[Product Overview] Monitoring Infrastructure Changes with Netwrix Auditor 5.0
The new package for monitoring changes in IT systems contains an extensive set of reports and tools for common platforms.
Monitoring changes in the IT infrastructure is a regular event, which IT professionals refer to differently. On the one hand, continuous monitoring ensures the availability of services and systems, compliance with standards and safe work of employees. On the other hand, there is no duller and more depressing occupation than to look through dozens of magazines, to catch and correlate events.
')
The product Netwrix Auditor 5.0, which appeared in August, makes monitoring changes in infrastructure easy and fun. The product consists of separate modules designed for common IT systems, but the main idea is to provide a comprehensive audit, to provide the maximum amount of knowledge about the events to the IT service in the form of simple and understandable reports.
Netwrix Auditor 5.0 supports common infrastructure elements such as Active Directory, Group Policy, Microsoft SQL, Exchange and SharePoint servers, EMC and NetApp file servers and storage systems, event collection on Windows and Linux machines, and from virtual production infrastructures VMware or Microsoft.
In addition, the package includes various tools that facilitate the life of administrators: a wizard for restoring AD objects, an application for self-resetting passwords by users based on a question-and-answer system, and reports and alerts about expiring or inactive accounts. To control terminal sessions, video recordings of user actions are provided - a tool capable of providing not only a film, but also metadata - the names of applications that the user opened, window titles, processes that were launched, etc. A single tool for solving all problems in the field of auditing.
Installing the product is not difficult; during the installation process, it was necessary to make minimal changes to the configuration of my Windows Server 2012 test server. Netwrix Auditor uses SQL Server Reporting Services (SSRS) to create reports. In addition, you will need to install the .NET version 3.5 libraries and configure the roles and components of the IIS server.

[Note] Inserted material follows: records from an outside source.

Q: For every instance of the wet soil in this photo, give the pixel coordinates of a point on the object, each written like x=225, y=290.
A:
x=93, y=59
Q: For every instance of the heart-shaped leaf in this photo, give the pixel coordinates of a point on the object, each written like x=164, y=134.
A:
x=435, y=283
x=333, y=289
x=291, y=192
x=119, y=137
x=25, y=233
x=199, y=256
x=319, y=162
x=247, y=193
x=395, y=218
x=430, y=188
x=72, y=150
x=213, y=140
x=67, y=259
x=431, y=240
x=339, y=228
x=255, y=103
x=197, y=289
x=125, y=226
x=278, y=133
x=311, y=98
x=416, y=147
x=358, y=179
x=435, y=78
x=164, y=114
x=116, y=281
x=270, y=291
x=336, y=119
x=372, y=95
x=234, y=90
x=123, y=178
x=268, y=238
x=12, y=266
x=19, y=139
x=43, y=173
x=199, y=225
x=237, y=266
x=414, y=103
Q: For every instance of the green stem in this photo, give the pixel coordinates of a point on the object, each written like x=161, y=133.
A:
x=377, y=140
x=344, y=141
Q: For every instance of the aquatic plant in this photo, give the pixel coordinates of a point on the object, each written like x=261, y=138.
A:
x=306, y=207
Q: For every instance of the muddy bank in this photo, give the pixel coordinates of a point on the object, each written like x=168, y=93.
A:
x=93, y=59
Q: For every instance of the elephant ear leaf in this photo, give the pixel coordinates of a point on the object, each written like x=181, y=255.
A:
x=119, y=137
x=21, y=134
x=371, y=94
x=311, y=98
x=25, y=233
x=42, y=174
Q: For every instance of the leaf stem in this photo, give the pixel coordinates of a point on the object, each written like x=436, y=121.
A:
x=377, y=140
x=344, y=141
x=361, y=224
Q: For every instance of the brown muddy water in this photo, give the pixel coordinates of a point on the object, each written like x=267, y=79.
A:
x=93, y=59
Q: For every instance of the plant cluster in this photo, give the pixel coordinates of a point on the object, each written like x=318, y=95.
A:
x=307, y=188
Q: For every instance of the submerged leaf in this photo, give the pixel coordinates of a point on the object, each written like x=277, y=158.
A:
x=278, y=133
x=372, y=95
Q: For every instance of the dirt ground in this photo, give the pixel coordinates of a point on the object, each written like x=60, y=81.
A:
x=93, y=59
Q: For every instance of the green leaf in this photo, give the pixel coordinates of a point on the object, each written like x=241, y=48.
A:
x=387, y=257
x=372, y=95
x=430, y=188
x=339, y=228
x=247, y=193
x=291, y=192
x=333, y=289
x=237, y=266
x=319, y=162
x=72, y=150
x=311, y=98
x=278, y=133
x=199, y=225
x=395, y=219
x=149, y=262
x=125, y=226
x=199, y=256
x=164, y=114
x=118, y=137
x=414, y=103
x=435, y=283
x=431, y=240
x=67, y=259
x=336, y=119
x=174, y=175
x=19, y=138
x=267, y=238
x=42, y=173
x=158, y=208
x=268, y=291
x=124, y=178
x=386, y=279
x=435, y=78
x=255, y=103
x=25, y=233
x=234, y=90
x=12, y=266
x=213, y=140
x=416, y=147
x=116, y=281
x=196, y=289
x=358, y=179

After configuring Windows, you can begin installing the necessary Netwrix Auditor modules (see Figure 1). Please note that each module is licensed with a separate key, but all of them are initially offered for testing within 20 days. If necessary, this period can be extended. During the installation process, you will need to specify an existing instance of SQL server or download the 2012 Express edition.

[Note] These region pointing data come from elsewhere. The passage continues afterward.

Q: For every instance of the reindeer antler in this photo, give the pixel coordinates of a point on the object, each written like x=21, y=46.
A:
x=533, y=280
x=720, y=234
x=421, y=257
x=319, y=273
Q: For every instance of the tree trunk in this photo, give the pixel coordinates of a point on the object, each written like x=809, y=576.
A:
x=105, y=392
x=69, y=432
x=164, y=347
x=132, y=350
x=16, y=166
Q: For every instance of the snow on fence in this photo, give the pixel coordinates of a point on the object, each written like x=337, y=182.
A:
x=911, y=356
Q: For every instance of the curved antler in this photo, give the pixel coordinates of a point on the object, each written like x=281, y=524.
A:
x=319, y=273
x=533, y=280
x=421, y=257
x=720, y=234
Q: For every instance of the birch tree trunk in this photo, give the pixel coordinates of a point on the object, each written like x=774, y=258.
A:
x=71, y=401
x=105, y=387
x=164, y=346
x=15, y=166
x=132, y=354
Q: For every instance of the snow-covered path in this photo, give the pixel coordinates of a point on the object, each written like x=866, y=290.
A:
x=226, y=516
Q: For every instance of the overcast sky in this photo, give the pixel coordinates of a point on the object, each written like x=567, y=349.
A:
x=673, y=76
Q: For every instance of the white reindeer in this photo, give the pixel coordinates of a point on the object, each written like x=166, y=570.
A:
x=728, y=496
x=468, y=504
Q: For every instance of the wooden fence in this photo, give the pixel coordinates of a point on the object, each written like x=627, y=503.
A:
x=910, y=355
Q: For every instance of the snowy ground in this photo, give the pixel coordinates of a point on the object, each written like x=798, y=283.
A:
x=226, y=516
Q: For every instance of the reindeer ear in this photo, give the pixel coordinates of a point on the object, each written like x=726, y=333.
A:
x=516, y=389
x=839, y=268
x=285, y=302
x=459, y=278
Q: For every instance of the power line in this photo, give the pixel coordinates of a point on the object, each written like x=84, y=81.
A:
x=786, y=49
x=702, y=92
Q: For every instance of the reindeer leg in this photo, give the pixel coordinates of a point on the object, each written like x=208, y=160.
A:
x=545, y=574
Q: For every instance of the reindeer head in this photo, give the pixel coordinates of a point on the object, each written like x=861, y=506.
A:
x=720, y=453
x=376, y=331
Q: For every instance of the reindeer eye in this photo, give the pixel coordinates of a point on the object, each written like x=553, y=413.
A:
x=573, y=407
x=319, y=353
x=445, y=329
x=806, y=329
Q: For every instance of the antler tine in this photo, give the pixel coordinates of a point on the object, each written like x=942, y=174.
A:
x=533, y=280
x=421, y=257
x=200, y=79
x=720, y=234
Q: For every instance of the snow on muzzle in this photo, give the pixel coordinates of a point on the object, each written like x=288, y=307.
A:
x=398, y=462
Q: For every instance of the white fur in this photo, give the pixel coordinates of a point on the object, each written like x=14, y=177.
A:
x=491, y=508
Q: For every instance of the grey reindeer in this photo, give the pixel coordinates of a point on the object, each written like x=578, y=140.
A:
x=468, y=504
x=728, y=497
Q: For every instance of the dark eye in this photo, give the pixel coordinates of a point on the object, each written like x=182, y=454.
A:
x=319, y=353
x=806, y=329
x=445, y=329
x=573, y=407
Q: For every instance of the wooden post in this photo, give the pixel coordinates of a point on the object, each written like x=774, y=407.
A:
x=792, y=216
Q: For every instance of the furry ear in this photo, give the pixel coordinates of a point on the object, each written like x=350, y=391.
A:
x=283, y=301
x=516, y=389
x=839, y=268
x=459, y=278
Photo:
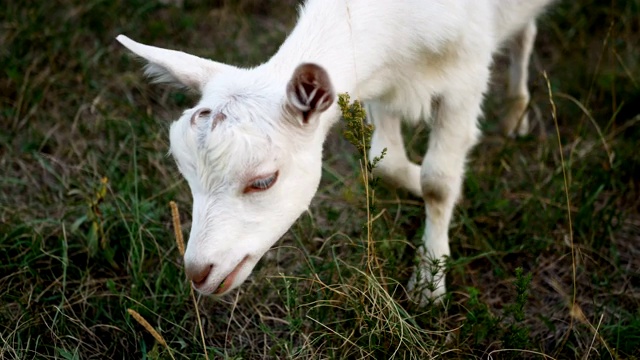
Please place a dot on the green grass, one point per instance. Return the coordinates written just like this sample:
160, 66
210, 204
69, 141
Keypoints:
85, 186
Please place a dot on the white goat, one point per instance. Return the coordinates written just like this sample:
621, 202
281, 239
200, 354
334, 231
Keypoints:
251, 149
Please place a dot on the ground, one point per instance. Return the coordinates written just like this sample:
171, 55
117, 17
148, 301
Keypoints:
545, 242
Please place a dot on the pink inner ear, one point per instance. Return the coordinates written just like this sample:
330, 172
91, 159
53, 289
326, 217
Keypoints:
310, 90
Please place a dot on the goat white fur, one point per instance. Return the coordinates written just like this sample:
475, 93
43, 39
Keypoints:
251, 149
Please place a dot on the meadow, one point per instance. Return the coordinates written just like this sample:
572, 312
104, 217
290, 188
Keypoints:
545, 241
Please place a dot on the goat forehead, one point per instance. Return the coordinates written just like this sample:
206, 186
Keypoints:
241, 144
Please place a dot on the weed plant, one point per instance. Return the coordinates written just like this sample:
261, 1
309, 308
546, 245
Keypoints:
545, 240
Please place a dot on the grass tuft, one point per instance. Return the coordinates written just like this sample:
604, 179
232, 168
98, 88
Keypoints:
85, 234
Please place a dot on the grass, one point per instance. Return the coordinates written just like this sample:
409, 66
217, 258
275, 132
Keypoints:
86, 235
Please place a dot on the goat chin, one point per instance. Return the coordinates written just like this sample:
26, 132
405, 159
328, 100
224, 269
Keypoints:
251, 148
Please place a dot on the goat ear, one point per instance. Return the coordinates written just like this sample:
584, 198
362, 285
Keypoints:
310, 91
174, 67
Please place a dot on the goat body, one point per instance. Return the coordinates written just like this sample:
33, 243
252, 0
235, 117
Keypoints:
251, 149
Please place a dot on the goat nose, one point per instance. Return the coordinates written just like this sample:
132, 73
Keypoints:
198, 273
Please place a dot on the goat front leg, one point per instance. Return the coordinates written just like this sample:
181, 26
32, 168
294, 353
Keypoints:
453, 134
516, 123
394, 167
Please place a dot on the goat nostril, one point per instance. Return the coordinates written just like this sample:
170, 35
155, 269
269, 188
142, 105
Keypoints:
198, 275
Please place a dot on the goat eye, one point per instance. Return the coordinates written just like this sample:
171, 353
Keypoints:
262, 183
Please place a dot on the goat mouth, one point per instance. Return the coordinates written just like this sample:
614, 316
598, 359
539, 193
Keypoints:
228, 281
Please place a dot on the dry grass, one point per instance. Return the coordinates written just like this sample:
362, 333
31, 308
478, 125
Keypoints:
85, 233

Netwrix Auditor supports Express edition, but in this case, SSRS is not available, so there is no possibility to customize reports.
Fig.1 Selection of modules during the installation of Netwrix Auditor 5.0
For my infrastructure, I decided to install all Netwrix modules. The installer launched a script that downloads and installs * .MSI files for each module, one by one. The final step was to set up audit objects in the console.
Netwrix Auditor is able to work using agents or in a completely agentless mode. Using agents allows you to reduce the time of collecting data on events several times.
Figure 2. Netwrix Auditor 5.0 Console
IT systems that are selected for auditing are assigned a specific role. All infrastructure subsystems associated with this role can also become audited. For example, when you select Active Directory as an object for auditing, you are asked to monitor changes in Group policies, settings of Microsoft Exchange servers, and also set up alerts for account expiration and inactivity. All these subsystems are associated with Active Directory or are an extension of the directory.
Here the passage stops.